Neoconservatism Dies In Gaza
News/Comment; Posted on: 2009-01-10 17:01:30 [ Printer friendly / Instant flyer ]
The recent Israeli offensive has put the final nail in the coffin of the Bush administration's Middle East fantasy.
Gaza War of 2009 is a final and eloquent testimony to the complete
failure of the neoconservative movement in United States foreign
policy. For over a decade, the leading figures in this school of
thought saw the violent overthrow of Saddam Hussein and the institution
of a parliamentary regime in Iraq as the magic solution to all the
problems in the Middle East. They envisioned, in the wake of the fall
of Baghdad, the moderation of Hezbollah in Lebanon, the overthrow of
the Baath Party in Syria and the Khomeinist regime in Iran, the
deepening of the alliance with Turkey, the marginalization of Saudi
Arabia, a new era of cheap petroleum, and a final resolution of the
Israeli-Palestinian conflict on terms favorable to Israel. After eight
years in which they strode the globe like colossi, they have left
behind a devastated moonscape reminiscent of some post-apocalyptic B
movie. As their chief enabler prepares to exit the White House, the
only nation they have strengthened is Iran; the only alliance they have
deepened is that between Iran and two militant Islamist entities to
Israel's north and south, Hezbollah and Hamas.

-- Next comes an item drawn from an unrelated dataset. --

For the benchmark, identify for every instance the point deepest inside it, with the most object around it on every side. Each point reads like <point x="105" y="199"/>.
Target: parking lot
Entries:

The neoconservatives first laid out their manifesto in a 1996 paper, "A Clean Break," written for an obscure think tank in Jerusalem and intended for the eyes of far right-wing Israeli politician Binyamin Netanyahu of the Likud Party, who had just been elected prime minister. They advised Israel to renounce the Oslo peace process and reject the principle of trading land for peace, instead dealing with the Palestinians with an iron fist. They urged Israel to uphold the right of hot pursuit of Palestinian guerrillas and to find alternatives to Yasser Arafat's Fatah for the Palestinian leadership. They called forth Israeli airstrikes on targets in Syria and rejection of negotiations with Damascus. They foresaw strengthened ties between Israel and its two regional friends, Turkey and Jordan.
They advocated "removing Saddam Hussein from power in Iraq," in part as a way of "rolling back" Syria. In place of the secular, republican tyrant, they fantasized about the restoration of the Hashemite monarchy in Iraq, and thought that a Sunni king might help moderate the Shiite Hezbollah in south Lebanon. (Yes.) They barely mentioned Iran, though it appears that their program of expelling Syria from Lebanon and weakening its regime was in part aimed at depriving Iran of its main Arab ally. In a 1999 book called "Tyranny's Ally: America's Failure to Defeat Saddam Hussein," David Wurmser argued that it was false to fear that installing the Iraqi Shiites in power in Baghdad would strengthen Iran regionally.
The signatories to this fantasy of using brute military power to reshape all of West Asia included some figures who would go on to fill key positions in the Bush administration. Richard Perle, a former assistant secretary of defense under Reagan, became chairman of the influential Defense Policy Board Advisory Committee, a civilian oversight body for the Pentagon. Douglas J. Feith became the undersecretary of defense for planning. David Wurmser first served in Feith's propaganda shop, the Office of Special Plans, which manufactured the case for an American war on Iraq, and then went on to serve with "Scooter" Libby in the office of Vice President Dick Cheney.